Inspired by his partner in filmmaking, López, Roth looks ahead to a cinematic future of greater flexibility and productivity:
“I really think he’s an amazing filmmaker. He did a movie called Santos, that flopped, when he was 23 years old, and it was before Scott Pilgrim. It’s that type of movie, set in a comic fantasy. And he loves it, and it’s his favorite movie. But the whole world was like, “This sucks!” It flopped, hardcore. And he was humiliated. And everyone in his country was like “Ha Ha! You suck!” At 23, he was washed up.
“And he sat down and wrote Que Pena Tu Vida, shot it in eleven days, thirty-eight locations, and it was a huge hit. He’s a really good example of a filmmaker that never waited for anyone’s permission, and then just figured it out, and did it just through creativity and hard work. He’s on Twitter. I think everybody just magically wants to be a director, and he’s a director that you can really look to, like, “I want to shoot a feature, I want to do the way Nicolás López did it”. He’s the first one I knew that got sponsors to finance his movie. For Que Pena Tu Vida, he got fifty grand from Canon, fifty grand from Adidas...he basically cobbled together 200 grand, shot the movie, and it made millions of dollars at the box office, and he didn’t have to pay back any investors. He owned the movie outright. It was genius.”
“That’s the thing: he’s eleven years younger than me, he’s a generation younger, so he doesn’t know what you’re not ‘supposed’ to do. He’s like “Fuck film, dude.” I’m like, ‘Yeah, but you need the emulsion...’ He’s like ‘My sister’s twelve. She watches everything on an iPad. Get over it.’

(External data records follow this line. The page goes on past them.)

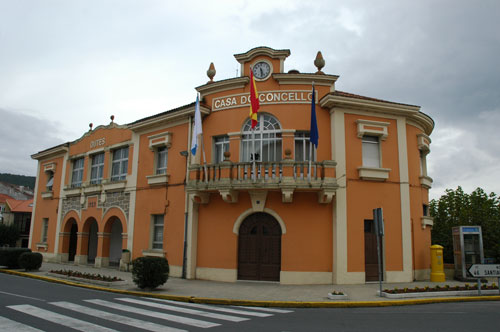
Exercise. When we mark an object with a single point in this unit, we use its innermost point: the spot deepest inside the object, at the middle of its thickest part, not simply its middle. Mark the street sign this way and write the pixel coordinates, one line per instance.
(485, 270)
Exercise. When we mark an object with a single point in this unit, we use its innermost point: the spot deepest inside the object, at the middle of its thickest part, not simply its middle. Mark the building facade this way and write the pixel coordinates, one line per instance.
(251, 204)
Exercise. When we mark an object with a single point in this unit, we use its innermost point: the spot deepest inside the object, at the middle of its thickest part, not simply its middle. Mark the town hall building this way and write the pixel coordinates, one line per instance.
(251, 204)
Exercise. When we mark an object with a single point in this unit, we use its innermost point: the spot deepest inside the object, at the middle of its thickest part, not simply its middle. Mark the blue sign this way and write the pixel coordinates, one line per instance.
(470, 229)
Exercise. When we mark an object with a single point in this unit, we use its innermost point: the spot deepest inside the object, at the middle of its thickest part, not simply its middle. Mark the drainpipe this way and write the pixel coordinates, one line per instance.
(186, 197)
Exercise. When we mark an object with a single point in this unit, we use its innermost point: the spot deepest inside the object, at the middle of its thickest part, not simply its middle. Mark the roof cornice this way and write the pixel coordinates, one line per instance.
(224, 85)
(262, 50)
(318, 79)
(159, 120)
(52, 152)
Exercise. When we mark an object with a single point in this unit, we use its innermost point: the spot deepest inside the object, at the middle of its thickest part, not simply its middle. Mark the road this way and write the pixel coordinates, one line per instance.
(33, 305)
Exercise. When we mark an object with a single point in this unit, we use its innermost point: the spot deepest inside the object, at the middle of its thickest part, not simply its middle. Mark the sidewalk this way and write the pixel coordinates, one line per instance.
(247, 290)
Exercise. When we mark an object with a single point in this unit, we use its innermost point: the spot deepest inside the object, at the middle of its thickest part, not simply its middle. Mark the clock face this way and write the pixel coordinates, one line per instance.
(261, 70)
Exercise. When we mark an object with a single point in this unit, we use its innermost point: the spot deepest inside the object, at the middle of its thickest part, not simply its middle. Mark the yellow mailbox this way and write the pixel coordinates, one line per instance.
(437, 267)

And he’s like, ‘If your movie’s a big fuckin hit, your movie’s the biggest box office hit, you’re in theatres for like three weeks, and then ten other movies are kicking you out. So your movie’s gonna live on iTunes and an iPad whether you like it or not.’ And the truth is, most people’s home systems have amazing hi-def TVs and great projection, so it’s like, fuck it. We made this in a new way. We shot this on 5Ds, let’s release it on 100 screens, for the core fans who want to go out (obviously I highly recommend seeing it in the theatre), but also, fuck it, you want to order it with a bunch of your friends? It’s 8 bucks on iTunes. Done. Don’t worry about it: On to the next one...”
“That’s our whole thing: We saw that Woody Allen documentary, where he’s making two movies a year, and we’re like ‘Okay, something is wrong with us! We are fucking lazy! We need to be like ‘Shoot-shoot-shoot’ Don’t overthink it. Fuck it, write a script, go. That’s the speed we’re moving at now.”
Aftershock opens in select theaters today!